Last updated: February 15, 2019

“When you hold a grudge, you want someone else’s sorrow to reflect your level of hurt but the two rarely meet” (Steve Maraboli). Grudges and rivalries have been around since the beginning of time. Having these flaws in one’s life can have a major impact on one’s self and the people around them, just as Arthur Miller portrayed through his play, The Crucible. By looking at the rivalries, jealousy, and lack of trust within the people of Salem, it becomes clear that grudges and personal rivalries play a major role in the witch trial hysteria.
There were many different rivalries that exacerbated the witch trial hysteria in Salem. For example, when Abigail Williams found out about Elizabeth (Goody) Proctor spreading “lies” about her she said this: “I will not have is said my name is soiled! Goody Proctor is a gossiping liar!” (Miller 172). In this quote, Abigail is replying to Reverend Samuel Parris about Elizabeth Proctor’s reason for firing Abigail from being her maid. Elizabeth fired Abigail because she believed her husband, John Proctor, was having an affair with Abigail. Turns out Elizabeth was right, but Abigail was still in complete denial. Another example of a rivalry is when John Proctor and Thomas Putnam got in a heated argument about land ownership.
PUTNAM. That tract is in my bounds, it’s my bounds, Mr. Proctor!
PROCTOR. I bought that tract from Goody Nurse’s husband five months ago (Miller 181).
In this quote, Mr. Putnam sees John Proctor’s wood that he was taking home and asks where he got it from. John tells him where he got it from and Thomas states that he got the wood from his land. This argument starts a major rivalry between the two, and it continues until the end of the play.
The Crucible portrayed many different examples of jealousy. One of them being from Abigail Williams to John Proctor: “She is a cold, sniveling woman, and you bend to her! Let her turn you like a—” (Miller 193) Though Abigail pretends she’s angry at Elizabeth Proctor for damaging her reputation, the more powerful emotion is jealousy of Elizabeth for her marriage to John Proctor. Here she criticizes Elizabeth and her personality in order to cause doubt in John’s mind. Another example of jealousy in The Crucible was when Elizabeth Proctor called out Abigail while arguing with John. “She’d dare not call out such a farmer’s wife but there be monstrous profit in it. She thinks to take my place, John” (Miller 56). Elizabeth tells Proctor that she knows what is going on between him and Abigail. She is tired of acting like John’s most loved one. “There be a thousand names; why does she call mine?”(Miller 56). Elizabeth points out that Abigail’s behavior is motivated by jealousy and the possible benefit she might gain if Elizabeth is hanged. Between the people of Salem, there was little to no trust when it came to witchcraft.
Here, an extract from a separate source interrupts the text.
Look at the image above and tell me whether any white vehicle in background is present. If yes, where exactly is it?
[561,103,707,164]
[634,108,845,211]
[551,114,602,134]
The Crucible is stained red with lack of trust. For example, John Proctor asks Reverend Hale: “There are them that will swear to anything before they’ll hang; have you never thought of that?” (Miller 200). In this statement, John questions Hale about if the girls are just confessing to avoid the consequences, which is in this case, they will be hanged. On the contrary, Hale has a hard time believing that someone would confess to something they did not do. He’s either a complete fool or he’s lying to himself. Also, Abigail threatens the girls if they confess that she will kill whoever confesses. “And mark this. Let either of you breathe a word, or the edge of a word, about the other things, and I will come to you in the black of some terrible night and I will bring a pointy reckoning that will shudder you” (Miller 30). Abigail doesn’t trust any of the girls, especially Mary Warren. Abigail uses this technique because she knows that the girls are scared of her.
Without the grudges and personal rivalries between the people of Salem, the witchcraft hysteria would’ve never went farther than the girls getting whipped according to Mary Warren. Also, the Bible states that grudges and personal rivalries were around since the beginning of time starting with the story of Cain and Abel. Miller did a great job of blending grudges and personal rivalries into the witch trials hysteria and making them seem natural in this situation. The Crucible portrayed many examples of jealousy, rivalries, and lack of trust in a variety of ways that played a major role throughout this play. Even today, the impact of grudges and personal rivalries on people can shape your destiny.